There've been some ideas about DIY MOSFET (and other gain device) matching. Nelson Pass has written a couple of articles:

The second of these pieces goes well beyond the goals of this project. The circuits from the first are quick for measurements such as: "for each of these MOSFETs what's the drain current for a specified gate source voltage?", but slower for measurements such as: "for each of these MOSFETs what's the gate source voltage for a specified drain current?" Since in the latter case for every MOSFET in turn a pot must be adjusted until a meter reads the desired current before the gate source voltage can be measured, while in the former case the pot can be set once for all the MOSFETs.

I designed this circuit so that when a MOSFET (or JFET or bipolar) is plugged in, an attached multimeter automatically reads the gate source voltage required for a previously set drain current. In particular, the pot adjusting the drain (or emitter) current is only set once, at the start of measuring a whole batch of MOSFETs.

Ther're no special requirements for the opamps, TL071 symbols just happened to be handy when I drew the circuit. When I built it I used a TL072, and many other general purpose opamps will also work.

The upper half of the circuit (with test device Q1) is for N-channel FETs and NPNs, and the lower half (with Q2) is for P-channel FETs and PNPs. Both halves work the same way. The opamp's configured as a follower. By negative feedback it adjusts the voltage at the test device's gate or base to be such that the voltage at its source or emitter is the same as the voltage at the opamp's non-inverting input, which is set by the pot. Since this voltage is also the voltage across the load resistors (R3, R6 & R9 or R4, R8 & R10) the setting of the pot also determines the source or emitter current of the device being measured.

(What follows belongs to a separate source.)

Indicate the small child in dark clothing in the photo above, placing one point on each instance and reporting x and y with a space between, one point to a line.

The switches allow the load resistance to be reduced so that high drain or emitter currents can be used without the load resistors' overheating. Also the circuit can be run from bench supplies, so that the rail voltages can be adjusted to keep power dissipation under control in the device being measured.

For N-channel FETs or NPNs measure the voltage from point A to point B to get Vgs or Vbe. The voltage across the load resistor can be measured form point B to point C. It's (of course) related to the drain or emitter current by ohm's law and the value of the load resistance. So to have the most accurate knowledge of drain/emitter current, measure the load resistance first.

Similarly for P-channel FETs or PNPs the voltage from point D to point E is Vgs or Vbe, and the voltage from point C to point D is the voltage across the load resistance, etc.